Hafızası çok kuvvetli idi, konuşması tatlı ve safiyâne idi. Çok kere halk telaffuzu kullanır, karşısındakine söz fırsatı tanır; kesinlikle bildiği bir şeyi bile sanki ilk duyuyormuş gibi yumuşak bir tavırla dinler, mânalı ve nükteli cevap verirdi. Sohbetleri hoş, hutbeleri fevkalâde celâlli olurdu. Hutbe esnasında sesini yükseltir, ordu önündeki bir komutan gibi celâdetle ve irticâlen konuşurdu.
Özel hayatında ev halkına karşı müşfik ve latifeci davranır, kimseye doğrudan doğruya birşey emretmez, telmih ve remiz ile söyler, anlaşılmazsa sabrederdi.
Fevkalâde mütevazi idi. Kerâmetleri zahir ve şöhreti âlemgir olduğu halde, talebelerine bile tepeden bakmaz, şeyhlik tavrı takınmaz, kendisini ihvanı arasında lâlettayin bir fert gibi görür, makamını ve kemalini büyük bir maharetle gizlerdi.
Kendi üstatlarına fevkalâde saygılı ve bağlı idi. Tekke arkadaşları olan yaşlılar, üstadının meclisine gittiğinde diz üstü oturup, baş eğip hiç ayak değiştirmeden edeple oturduğunu anlatırlar.
Çok uzun ve derin düşünürdü, sohbetlerindeki buluşlara, teşbihlere hayran kalmamak mümkün olmazdı. Bir ayetin, bir hadisin üzerinde haftalarca, aylarca durup konuştuğu olurdu.
Ele aldığı bir kimseyi terbiye edip yola getirinceye kadar büyük bir sabırla çalışırdı. İlk zamanlarda kusurlarına müsamaha ederdi. Yıllarca çalışır, yarı yolda bıkıp bırakmazdı.
Dostlarına vefası emsalsiz idi; onları ziyaret eder, arar sorardı. Akrabalarına karşı vazifelerinde kusur etmez ve onlara her türlü yardımı esirgemezdi.

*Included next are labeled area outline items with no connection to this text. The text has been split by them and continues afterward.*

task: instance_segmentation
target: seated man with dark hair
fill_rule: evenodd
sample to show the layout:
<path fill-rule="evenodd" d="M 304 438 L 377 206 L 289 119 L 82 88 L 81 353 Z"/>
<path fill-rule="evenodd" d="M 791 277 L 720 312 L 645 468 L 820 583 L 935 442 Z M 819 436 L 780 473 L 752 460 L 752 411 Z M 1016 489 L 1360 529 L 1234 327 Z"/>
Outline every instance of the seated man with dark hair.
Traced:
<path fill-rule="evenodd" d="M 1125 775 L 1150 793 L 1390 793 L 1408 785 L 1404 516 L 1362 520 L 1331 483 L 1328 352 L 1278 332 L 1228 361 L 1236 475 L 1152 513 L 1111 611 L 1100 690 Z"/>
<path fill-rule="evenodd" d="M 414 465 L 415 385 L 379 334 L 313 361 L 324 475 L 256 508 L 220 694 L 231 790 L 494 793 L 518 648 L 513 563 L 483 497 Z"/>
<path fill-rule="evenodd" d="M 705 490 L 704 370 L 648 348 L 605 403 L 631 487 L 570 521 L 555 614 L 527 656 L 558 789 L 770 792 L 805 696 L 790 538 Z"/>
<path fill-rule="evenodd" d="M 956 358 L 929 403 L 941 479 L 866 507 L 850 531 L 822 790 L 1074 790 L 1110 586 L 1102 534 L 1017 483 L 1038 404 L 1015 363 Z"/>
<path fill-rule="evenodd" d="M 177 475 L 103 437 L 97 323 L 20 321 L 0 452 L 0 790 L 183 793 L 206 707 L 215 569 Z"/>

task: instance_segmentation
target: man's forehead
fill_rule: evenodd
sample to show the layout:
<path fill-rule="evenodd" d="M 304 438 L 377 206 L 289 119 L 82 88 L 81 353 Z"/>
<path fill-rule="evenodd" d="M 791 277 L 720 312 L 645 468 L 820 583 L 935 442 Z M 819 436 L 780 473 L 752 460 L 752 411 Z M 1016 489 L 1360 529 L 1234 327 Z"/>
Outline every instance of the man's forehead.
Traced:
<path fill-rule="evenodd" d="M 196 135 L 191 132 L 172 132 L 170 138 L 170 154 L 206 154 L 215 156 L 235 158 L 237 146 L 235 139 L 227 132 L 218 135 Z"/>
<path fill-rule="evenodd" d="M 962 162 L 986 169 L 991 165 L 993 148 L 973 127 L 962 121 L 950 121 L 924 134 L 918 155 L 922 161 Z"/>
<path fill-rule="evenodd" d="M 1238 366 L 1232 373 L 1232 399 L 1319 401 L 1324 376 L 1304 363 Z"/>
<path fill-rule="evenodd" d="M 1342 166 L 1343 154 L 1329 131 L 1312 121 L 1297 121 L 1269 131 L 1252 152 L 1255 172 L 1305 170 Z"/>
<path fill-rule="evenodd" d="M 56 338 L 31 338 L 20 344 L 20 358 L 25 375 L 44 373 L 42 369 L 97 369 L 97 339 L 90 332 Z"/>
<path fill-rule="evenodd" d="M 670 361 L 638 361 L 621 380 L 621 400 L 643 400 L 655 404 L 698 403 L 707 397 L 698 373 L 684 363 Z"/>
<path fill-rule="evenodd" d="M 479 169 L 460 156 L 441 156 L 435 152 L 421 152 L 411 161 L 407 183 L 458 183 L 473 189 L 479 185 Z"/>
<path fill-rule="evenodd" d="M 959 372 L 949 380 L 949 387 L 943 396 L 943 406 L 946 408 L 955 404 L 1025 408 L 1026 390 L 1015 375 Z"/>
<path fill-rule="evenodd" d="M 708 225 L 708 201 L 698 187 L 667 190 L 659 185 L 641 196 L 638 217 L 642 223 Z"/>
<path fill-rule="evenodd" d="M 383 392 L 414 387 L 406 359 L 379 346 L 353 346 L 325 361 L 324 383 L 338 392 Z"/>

Çok açık elli idi, verdiği zaman şaşılacak miktarda verir, geriye kalmamasından korkmaz, verdiğini doyururdu. Sofrasında ekseriya misafir bulunurdu. Hizmet edenleri bir vesile ile memnun eder, ziyaretçilere güleryüz gösterir, kapısını her zaman açık tutmaya çalışırdı.
GECE İBÂDETLERİNE ÇOK RİAYET EDERDİ
Gece ve sabah ibadetlerine çok riayet eder, talebelerini de bunlara teşvik eylerdi. İnsanın kalbinden geçirdiğini bilir, gelenin sormadan cevabını verir, istemeden ihtiyaç sahibinin muhtaç olduğu şeyi bağışlardı. Gönüllere ve rüyalara tasarrufu vardı. Bereket gittiği yere yağar; bolluk onunla beraber gezer, en ücra, en kıtlık yerde o gelince nimet dolardı. Beraberinde seyahat edenler, tevafuklara, tecellilere, maddî ve mânevî hallere ve ikramlara şaşar, hayretlere düşerler, parmaklarını ısırırlardı.
Allahu Teâlâ ve Tekaddes hazretleri derecâtını ulyâ eyleyip, biz âciz ü nâçizleri de füyûzât ve şefaatından feyzyâb u nasibdâr buyursun.